LRRK2 kinase activity mediates toxic interactions between genetic mutation and oxidative stress in a Drosophila model: Suppression by curcumin

Abstract

Parkinson's disease (PD) is a neurodegenerative disorder characterized by selective loss of dopaminergic neurons and the presence of Lewy bodies. The pathogenesis of PD is believed to involve both genetic susceptibility and environmental factors. Mutations in Leucine-rich repeat kinase 2 (LRRK2) cause genetic forms of PD, and the LRRK2 locus contributes to sporadic PD. Environmental toxins are believed to act in part by causing oxidative stress. Here we employed cell and Drosophila models to investigate the interaction between LRRK2 genetic mutations and oxidative stress. We found that H2O2 increased LRRK2 kinase activity and enhanced LRRK2 cell toxicity in cultured cells and mouse primary cortical neurons. Furthermore, a sub-toxic dose of H2O2 significantly shortened the survival of LRRK2 transgenic flies and augmented LRRK2-induced locomotor defects and dopamine neuron loss.
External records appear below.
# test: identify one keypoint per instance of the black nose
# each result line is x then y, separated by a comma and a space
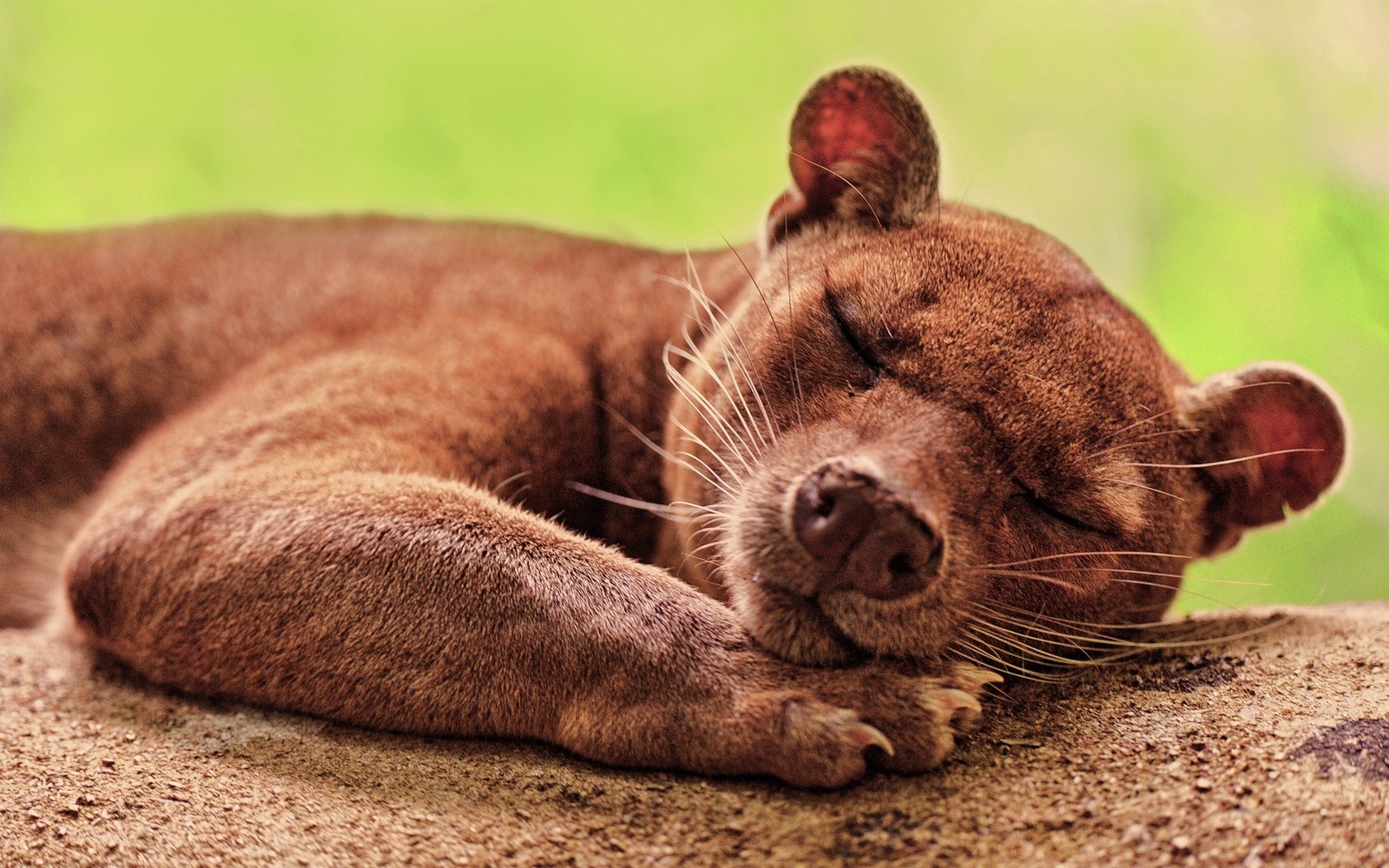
860, 536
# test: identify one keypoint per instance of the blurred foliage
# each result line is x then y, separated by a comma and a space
1224, 166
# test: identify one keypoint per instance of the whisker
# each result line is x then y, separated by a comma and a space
1139, 485
666, 511
1052, 557
1277, 451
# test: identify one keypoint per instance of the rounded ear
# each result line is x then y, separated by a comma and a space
1271, 437
861, 152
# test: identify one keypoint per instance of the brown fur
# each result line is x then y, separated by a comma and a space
347, 465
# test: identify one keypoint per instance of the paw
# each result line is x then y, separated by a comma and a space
918, 715
817, 745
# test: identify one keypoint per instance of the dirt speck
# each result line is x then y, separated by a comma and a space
1361, 745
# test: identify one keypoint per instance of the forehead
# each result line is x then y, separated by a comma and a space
983, 312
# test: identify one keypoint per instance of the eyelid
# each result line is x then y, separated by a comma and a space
837, 312
1046, 506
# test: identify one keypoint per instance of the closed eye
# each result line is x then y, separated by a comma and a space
1043, 506
861, 351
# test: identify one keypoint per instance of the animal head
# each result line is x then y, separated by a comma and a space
927, 431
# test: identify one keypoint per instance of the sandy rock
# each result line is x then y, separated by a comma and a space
1268, 747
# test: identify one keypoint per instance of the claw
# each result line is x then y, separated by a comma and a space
865, 735
972, 678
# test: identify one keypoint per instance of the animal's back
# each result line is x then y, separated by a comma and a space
109, 332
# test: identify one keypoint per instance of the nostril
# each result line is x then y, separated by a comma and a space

Treatment with a LRRK2 kinase inhibitor (GW5074) or an anti-oxidant (curcumin) significantly suppressed these PD-like phenotypes in flies. Moreover, curcumin significantly reduced LRRK2 kinase activity and the levels of oxidized proteins, and thus acted as not only an antioxidant but also a LRRK2 kinase inhibitor. These results indicate that LRRK2 genetic alterations can interact with oxidative stress, converging on a pathogenic pathway that may be related to PD. These studies also identified curcumin as a LRRK2 kinase inhibitor that may be a useful candidate for LRRK2-linked PD intervention.